DITA’s structured and semantic nature makes it particularly well-suited for RAG. Features like short descriptions, map hierarchies, relationship tables, classification maps, and ontologies provide valuable context for AI, enabling it to understand resource relationships and requirements more effectively.

Quick Refactoring

Don’t forget that it is the small things that matter, small things that you perform frequently and the AI can take it of your back, such as:
– Converting lists to definition lists or tables.
– Adding menu cascade markup.

These minor improvements can save time and reduce repetitive work.

Editorial Support

As documentation evolves, the likelihood of inconsistencies and logical errors increases. AI can serve as a valuable reviewer, identifying conflicting information and logical flaws. For instance, we have successfully used AI to detect such issues in our own documentation, particularly in areas like installation procedures. This approach offers a quick and efficient way to leverage AI—simply provide it with some of your topics to analyze and review the results.
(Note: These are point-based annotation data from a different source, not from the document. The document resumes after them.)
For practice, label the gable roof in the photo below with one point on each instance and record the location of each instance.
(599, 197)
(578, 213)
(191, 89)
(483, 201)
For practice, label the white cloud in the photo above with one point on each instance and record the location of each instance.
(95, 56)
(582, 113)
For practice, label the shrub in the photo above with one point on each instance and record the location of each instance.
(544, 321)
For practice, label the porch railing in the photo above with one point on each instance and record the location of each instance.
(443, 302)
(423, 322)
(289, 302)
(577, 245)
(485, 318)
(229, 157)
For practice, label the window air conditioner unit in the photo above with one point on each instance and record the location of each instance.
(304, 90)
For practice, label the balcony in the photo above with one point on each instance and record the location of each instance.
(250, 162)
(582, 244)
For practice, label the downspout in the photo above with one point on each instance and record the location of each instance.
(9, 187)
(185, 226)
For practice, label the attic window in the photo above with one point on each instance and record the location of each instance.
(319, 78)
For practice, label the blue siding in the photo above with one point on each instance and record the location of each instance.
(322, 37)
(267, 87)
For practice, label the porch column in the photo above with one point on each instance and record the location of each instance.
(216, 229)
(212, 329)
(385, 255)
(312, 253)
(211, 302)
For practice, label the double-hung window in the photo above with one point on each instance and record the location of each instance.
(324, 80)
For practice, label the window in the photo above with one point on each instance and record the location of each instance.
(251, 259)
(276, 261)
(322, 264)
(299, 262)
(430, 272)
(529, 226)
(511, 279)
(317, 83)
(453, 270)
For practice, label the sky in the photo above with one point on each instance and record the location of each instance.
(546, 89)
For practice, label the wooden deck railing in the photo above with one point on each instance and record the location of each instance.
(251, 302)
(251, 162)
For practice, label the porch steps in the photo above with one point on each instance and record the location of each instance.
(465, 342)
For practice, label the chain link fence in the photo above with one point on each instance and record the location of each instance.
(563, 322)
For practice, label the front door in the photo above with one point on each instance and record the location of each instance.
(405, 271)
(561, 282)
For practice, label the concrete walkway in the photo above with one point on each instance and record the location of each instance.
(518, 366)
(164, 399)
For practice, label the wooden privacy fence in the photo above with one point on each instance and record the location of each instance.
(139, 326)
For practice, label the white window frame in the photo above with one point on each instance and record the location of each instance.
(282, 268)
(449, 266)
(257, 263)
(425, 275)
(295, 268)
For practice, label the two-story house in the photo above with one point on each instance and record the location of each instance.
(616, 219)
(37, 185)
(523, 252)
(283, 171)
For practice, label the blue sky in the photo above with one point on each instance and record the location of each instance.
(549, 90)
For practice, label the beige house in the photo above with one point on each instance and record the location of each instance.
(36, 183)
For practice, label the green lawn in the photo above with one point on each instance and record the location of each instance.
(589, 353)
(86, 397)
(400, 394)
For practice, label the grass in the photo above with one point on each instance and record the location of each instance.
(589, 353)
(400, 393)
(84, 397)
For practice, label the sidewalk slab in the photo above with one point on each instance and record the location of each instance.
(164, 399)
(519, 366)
During the review process, valuable insights are often buried within comment threads. Once the review is complete, the writer must carefully integrate all the feedback into the documentation, ensuring nothing is overlooked. Why not enlist the help of an “AI assistant”? AI can streamline this process by incorporating these insights into the document, resulting in a more comprehensive and accurate final product.

Takeaways

Here are some key points to consider in your daily tasks when leveraging AI assistance:

1. Set Realistic Expectations: AI is not a magical solution that flawlessly handles everything. It is a tool that requires careful and thoughtful application to be effective.
2. Align AI Strengths with Your Needs: Focus on areas where AI can deliver the most value, rather than attempting to use it for every task indiscriminately.
3. Expertise Enhances AI Performance: The quality of AI output is directly influenced by the quality of input—poor input leads to poor results.
4. Combine Tools for Better Results: Use AI in conjunction with existing tools like Schematron to address specific challenges. For instance, Schematron can identify images missing alt text, while AI can generate appropriate alt text for those images.

By understanding AI’s capabilities and limitations, you can harness its power to enhance your DITA XML workflows, boost productivity, and improve the quality of your documentation.